Times are hard for Zynga. The company exploded with the sudden rise of Facebook gaming, but has struggled to adapt as the industry has moved to mobile, and once-massive franchises like FarmVille have been left to wither. In a bid to stay relevant, Zynga spent 2011 and 2012 snapping up the studios behind smartphone sensations like Words With Friends and Draw Something, and even hired former Xbox chief Don Mattrick as its CEO. Despite the changes, things haven't exactly gone according to plan: Zynga lost $226 million in 2014, and a year ago was forced to cut 15 percent of its workforce. "It has taken us some time to transform our business," Mattrick admitted during a recent investors call.
But the answer to Zynga's problems might lie in one of those acquisitions. In early 2014 the company purchased NaturalMotion, the studio behind mobile hits like the charming Clumsy Ninja and CSR Racing, a game that at one point was making an estimated $12 million per month. The developer has been quiet since then, but recently unveiled its first post-Zynga project: Dawn of Titans, a strategy game that aims to turn massive fantasy battles into an experience you can play when you have a minute to kill.

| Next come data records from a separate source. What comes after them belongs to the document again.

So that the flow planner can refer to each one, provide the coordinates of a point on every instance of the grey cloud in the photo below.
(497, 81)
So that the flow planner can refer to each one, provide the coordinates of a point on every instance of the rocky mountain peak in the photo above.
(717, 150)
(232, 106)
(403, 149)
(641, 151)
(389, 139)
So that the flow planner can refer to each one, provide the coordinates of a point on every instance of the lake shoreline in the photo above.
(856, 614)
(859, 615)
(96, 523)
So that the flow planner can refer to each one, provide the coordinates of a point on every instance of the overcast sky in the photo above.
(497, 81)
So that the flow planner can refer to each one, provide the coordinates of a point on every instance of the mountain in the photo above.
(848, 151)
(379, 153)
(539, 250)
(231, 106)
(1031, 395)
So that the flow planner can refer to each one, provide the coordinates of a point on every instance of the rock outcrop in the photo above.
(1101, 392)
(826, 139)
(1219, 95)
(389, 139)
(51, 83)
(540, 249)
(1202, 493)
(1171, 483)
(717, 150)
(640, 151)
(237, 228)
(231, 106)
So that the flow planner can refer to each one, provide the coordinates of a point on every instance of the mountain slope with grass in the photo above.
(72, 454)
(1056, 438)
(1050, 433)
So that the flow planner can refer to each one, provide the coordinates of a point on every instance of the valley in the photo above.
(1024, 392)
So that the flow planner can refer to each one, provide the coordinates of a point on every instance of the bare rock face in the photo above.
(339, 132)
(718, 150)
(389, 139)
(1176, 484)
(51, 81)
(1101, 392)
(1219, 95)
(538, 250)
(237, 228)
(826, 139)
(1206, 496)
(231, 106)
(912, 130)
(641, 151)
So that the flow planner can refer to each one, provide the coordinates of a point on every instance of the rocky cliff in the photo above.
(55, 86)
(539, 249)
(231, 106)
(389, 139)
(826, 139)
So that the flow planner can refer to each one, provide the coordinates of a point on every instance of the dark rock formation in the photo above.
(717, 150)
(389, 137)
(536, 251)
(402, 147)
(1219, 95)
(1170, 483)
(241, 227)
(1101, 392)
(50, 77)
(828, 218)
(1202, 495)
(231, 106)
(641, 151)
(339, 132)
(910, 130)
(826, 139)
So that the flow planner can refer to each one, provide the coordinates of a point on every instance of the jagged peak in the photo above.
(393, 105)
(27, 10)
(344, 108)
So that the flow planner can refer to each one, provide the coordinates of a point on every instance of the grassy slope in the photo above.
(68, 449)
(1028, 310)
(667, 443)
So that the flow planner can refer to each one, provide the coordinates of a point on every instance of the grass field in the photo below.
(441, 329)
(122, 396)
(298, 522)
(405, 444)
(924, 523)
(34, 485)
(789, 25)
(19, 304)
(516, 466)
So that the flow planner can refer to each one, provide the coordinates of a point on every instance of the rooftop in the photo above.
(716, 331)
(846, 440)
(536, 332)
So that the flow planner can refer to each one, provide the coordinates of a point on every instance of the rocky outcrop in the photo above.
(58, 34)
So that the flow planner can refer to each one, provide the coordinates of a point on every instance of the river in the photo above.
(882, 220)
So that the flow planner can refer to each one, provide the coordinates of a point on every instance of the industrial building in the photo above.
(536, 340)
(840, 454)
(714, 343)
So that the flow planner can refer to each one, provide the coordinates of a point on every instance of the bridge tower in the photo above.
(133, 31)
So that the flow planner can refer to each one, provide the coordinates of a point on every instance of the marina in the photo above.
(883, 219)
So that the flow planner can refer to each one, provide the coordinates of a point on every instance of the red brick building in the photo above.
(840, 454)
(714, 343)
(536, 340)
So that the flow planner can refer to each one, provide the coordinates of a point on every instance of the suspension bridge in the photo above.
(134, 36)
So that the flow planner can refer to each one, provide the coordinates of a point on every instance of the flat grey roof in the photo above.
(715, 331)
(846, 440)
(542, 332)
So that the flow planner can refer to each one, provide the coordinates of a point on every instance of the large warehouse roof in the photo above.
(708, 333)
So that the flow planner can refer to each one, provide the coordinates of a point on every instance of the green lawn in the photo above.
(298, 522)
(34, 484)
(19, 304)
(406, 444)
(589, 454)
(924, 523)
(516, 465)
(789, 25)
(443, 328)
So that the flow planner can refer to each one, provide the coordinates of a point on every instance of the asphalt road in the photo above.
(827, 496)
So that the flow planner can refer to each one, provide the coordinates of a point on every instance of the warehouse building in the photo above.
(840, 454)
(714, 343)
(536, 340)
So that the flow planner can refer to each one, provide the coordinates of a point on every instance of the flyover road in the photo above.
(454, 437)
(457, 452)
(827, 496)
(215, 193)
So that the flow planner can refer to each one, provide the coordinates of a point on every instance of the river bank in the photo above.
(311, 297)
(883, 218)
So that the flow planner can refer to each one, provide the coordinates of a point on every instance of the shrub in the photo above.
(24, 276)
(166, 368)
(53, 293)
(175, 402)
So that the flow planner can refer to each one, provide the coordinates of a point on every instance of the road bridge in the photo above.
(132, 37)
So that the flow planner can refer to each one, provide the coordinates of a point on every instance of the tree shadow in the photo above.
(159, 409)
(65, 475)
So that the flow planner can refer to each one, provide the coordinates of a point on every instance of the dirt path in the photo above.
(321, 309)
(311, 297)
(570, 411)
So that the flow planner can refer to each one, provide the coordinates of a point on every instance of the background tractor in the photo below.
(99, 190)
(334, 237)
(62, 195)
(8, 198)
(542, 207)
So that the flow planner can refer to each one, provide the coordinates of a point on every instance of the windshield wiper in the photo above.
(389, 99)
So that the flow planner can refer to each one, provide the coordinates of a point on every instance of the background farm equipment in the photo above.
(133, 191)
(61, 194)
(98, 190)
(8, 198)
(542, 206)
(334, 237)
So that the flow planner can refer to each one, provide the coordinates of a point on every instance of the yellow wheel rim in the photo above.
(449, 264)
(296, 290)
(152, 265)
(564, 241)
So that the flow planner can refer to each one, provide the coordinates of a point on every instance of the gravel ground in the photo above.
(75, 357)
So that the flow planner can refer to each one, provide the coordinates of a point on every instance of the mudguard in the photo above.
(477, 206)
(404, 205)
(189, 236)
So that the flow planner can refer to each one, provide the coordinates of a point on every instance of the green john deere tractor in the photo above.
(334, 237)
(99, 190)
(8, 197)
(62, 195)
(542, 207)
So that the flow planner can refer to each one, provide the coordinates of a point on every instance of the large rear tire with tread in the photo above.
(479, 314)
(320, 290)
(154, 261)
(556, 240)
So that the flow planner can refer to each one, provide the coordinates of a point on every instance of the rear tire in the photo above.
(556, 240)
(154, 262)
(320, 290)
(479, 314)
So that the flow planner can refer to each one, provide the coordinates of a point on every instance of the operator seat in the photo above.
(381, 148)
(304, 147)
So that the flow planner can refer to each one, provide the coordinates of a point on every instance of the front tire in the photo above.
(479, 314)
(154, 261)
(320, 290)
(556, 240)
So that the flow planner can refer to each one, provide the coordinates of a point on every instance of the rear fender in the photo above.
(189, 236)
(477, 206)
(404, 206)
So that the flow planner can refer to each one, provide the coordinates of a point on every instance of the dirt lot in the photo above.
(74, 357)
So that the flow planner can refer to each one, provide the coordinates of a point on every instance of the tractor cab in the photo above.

It’s a game that could prove hugely important for the new, mobile-focused Zynga, but for NaturalMotion CEO Torsten Reil, it started simply as a technical challenge. "We asked ourselves, ‘Can you create these big battle scenes, with thousands of people, all in real time, all controlled with a swipe of your finger?’"
Dawn of Titans takes place in a far flung fantasy world, where towering titans lead armies of thousands into battle against one another. It essentially takes those huge, impressive battle scenes from The Lord of the Rings movies and turns them into a game. Players build up a kingdom by winning in battle, giving them a bigger army and more powerful titans to work with. There are single-player elements, but one of the key hooks is that you’ll battle against other players online. Like most new mobile games, Dawn of Titans will be free to download but offer plenty of in-app purchases.
"Your game session can't be too long."
Despite its sense of scale, it’s far removed from the complicated strategy games you’ll find on PC. Dawn of Titans has been streamlined so that it passes what Reil calls the Starbucks line test — a game that you can play while waiting for your coffee. The first trailer shows you commanding huge groups of soldiers using only quick swipes of your finger, and once the battle begins they act largely autonomously. Making a game like that means following a number of rules.
"Your game session can't be too long," he explains. "It can't be 10 minutes, because that's not how people play on mobile. Most of the time they play in short chunks. The other part is, the game mustn't require you to look at the screen, uninterrupted, for a long period of time. So if you have to look at the screen for 10 seconds in a row, maybe 15 seconds, without being able to look away and pay for your coffee, you tend to have a problem."
These kinds of fantasy, war-themed strategy games have become big business on mobile. Clash of Clans is regularly the top-grossing app in both Google and Apple's app stores, while competitor Game of War is raking in a reported $1 million per day. Both games are so huge that they had celebrity-led ads featured during the last Super Bowl, and last year Clash of Clans developer Supercell was valued at $3 billion. But Dawn of Titans is looking to separate itself from the pack with a focus on production values.
NaturalMotion started life as a technology company, originally licensing character animation tech featured in movies like The Lord of the Rings and games like Grand Theft Auto IV. And when the company made the shift to making games, it utilized that expertise to stand out. One of NaturalMotion's first games was My Horse, a surprisingly realistic mobile horse simulator, and in 2012 Apple used Clumsy Ninja to demonstrate the power of its newest iPod Touch. Dawn of Titans’s appeal lies in its incredible sense of scale, where battles feature thousands of units, all rendered in 3D, and all running on a smartphone.
"Most of our games have a particular technical challenge at the beginning," says Reil. He sees an incoming shift on mobile — where simpler 2D games will give way to more advanced graphics — one similar to the world of animation, where CG has completely taken over traditional 2D art. Few mobile studios have the same focus on technology as NaturalMotion, especially in the free-to-play space, but Reil thinks that will change, just like it did in animation. "Pixar is, in many ways, a technology company," he explains. "And they're using it for one purpose, and that's to create something amazing for the audience. And I think that's the important thing."
Whether it will be enough to convince players to flock back to Zynga is unclear. NaturalMotion had great success on its own with games like CSR Racing, but Reil says that Zynga's help will give it an advantage when it comes to the infrastructure and expertise needed to run a live game at a big scale. According to Mattrick, while 2014 was an "investment year" for Zynga, 2015 will be all about growing in the mobile space, which will include launching at least six new games. "I am excited by the boldness of our 2015 product aspirations," he said in February.
Dawn of Titans could be just the first big step in the long road to recovery.